"Don't I have any rights in this at all?" Jess asked. "Can't I share the responsibility and the decision?"
For a moment she was pissed off, and then the feeling was gone. Jess was just being Jess, trying to protect his image of himself to himself, the way all thinking people do so they can get to sleep at night. She had always liked him for his intelligence, but in a situation like this, intelligence could be a bore. People like Jess - and herself, too - had been taught all their lives that the good thing to do was commit and be active. Sometimes you had to hurt yourself - and badly - to find out it could be better to lie back in the tall weeds and procrastinate. His toils were kind, but they were still toils. He didn't want to let her get away.

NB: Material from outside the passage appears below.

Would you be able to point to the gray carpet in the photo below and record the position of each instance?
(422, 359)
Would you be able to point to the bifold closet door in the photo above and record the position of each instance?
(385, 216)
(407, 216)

"Jesse," she said, "neither of us wanted this baby. We agreed on the pill so the baby, wouldn't happen. You don't have any responsibility."
"But - "
"No, Jess," she said, quite firmly.
He sighed.
"Will you get in touch when you get settled?"
"I think so."
"Are you still planning to go back to school?"
"Eventually. I'm going to take the fall semester off. Maybe with something CED."
"If you need me, Frannie, you know where I'll be. I'm not running out."
"I know that, Jesse."
"If you need dough - "
"Yes."
"Get in touch. I won't press you, but... I'll want to see you."
"All right, Jess."
"Goodbye, Fran."
"Goodbye."
When she hung up the goodbyes had seemed too final, the conversation unfinished. It struck her why. They had not added "I love you," and that was a first. It made her sad and she told herself not to be, but the telling didn't help.
The last call had come around noon, and it was from her father. They had had lunch the day before yesterday, and he told her he was worried about the effect this was having on Carla. She hadn't come to bed last night; she had spent it in the parlor, poring over the old genealogical records. He had gone in around eleven-thirty to ask her when she was coming up. Her hair had been down, flowing over her shoulders and the bodice of her nightgown, and Peter said she looked wild and not strictly in touch with things. That heavy book was on her lap and she hadn't even looked up at him, only continued to turn the pages. She said she wasn't sleepy. She would be up in a while. She had a cold, Peter told her as they sat in a booth at the Corner Lunch, more looking at hamburgers than eating them. The sniffles. When Peter asked her if she would like a glass of hot milk, she didn't answer at all. He had found her yesterday morning asleep in the chair, the book on her lap.
When she finally woke up she had seemed better, more herself, but her cold was worse. She dismissed the idea of having Dr. Edmonton in, saying it was just a chest cold. She had put Vicks on her chest, and a flannel square of cloth, and she thought her sinuses were clearing already. But Peter hadn't cared for the way she looked, he told Frannie. Although she refused to let him take her temperature, he thought she was running a couple of degrees of fever.
He had called Fran today just after the first thunderstorm had begun. The clouds, purple and black, had piled up silently over the harbor, and the rain began, at first gentle and then torrential. As they talked she could look out her window and see the lightning stab down at the water beyond the breakwater, and each time it happened there would be a little scratching noise on the wire, like a phonograph needle digging a record.
"She's in bed today," Peter said. "She finally agreed to let Tom Edmonton take a look at her."
"Has he been yet?"
"He just left. He thinks she's got the flu."
"Oh, Lord," Frannie said, closing her eyes. "That's no joke for a woman her age."
"No, it isn't." He paused. "I told him everything, Frannie. About the baby, about the fight you and Carla had. Tom's taken care of you since you were a baby yourself, and he keeps his lip buttoned. I wanted to know if that could have caused this. He said no. Flu is flu."
"Flu made who," Fran said bleakly.
"Pardon?"
"Never mind," Fran said. Her father was amazingly broadminded, but an AC/DC fan he was not. "Go on."
"Well, there's not much further to go, hon. He said there's a lot of it around. A particularly nasty breed. It seems to have migrated out of the south, and New York is swamped with it."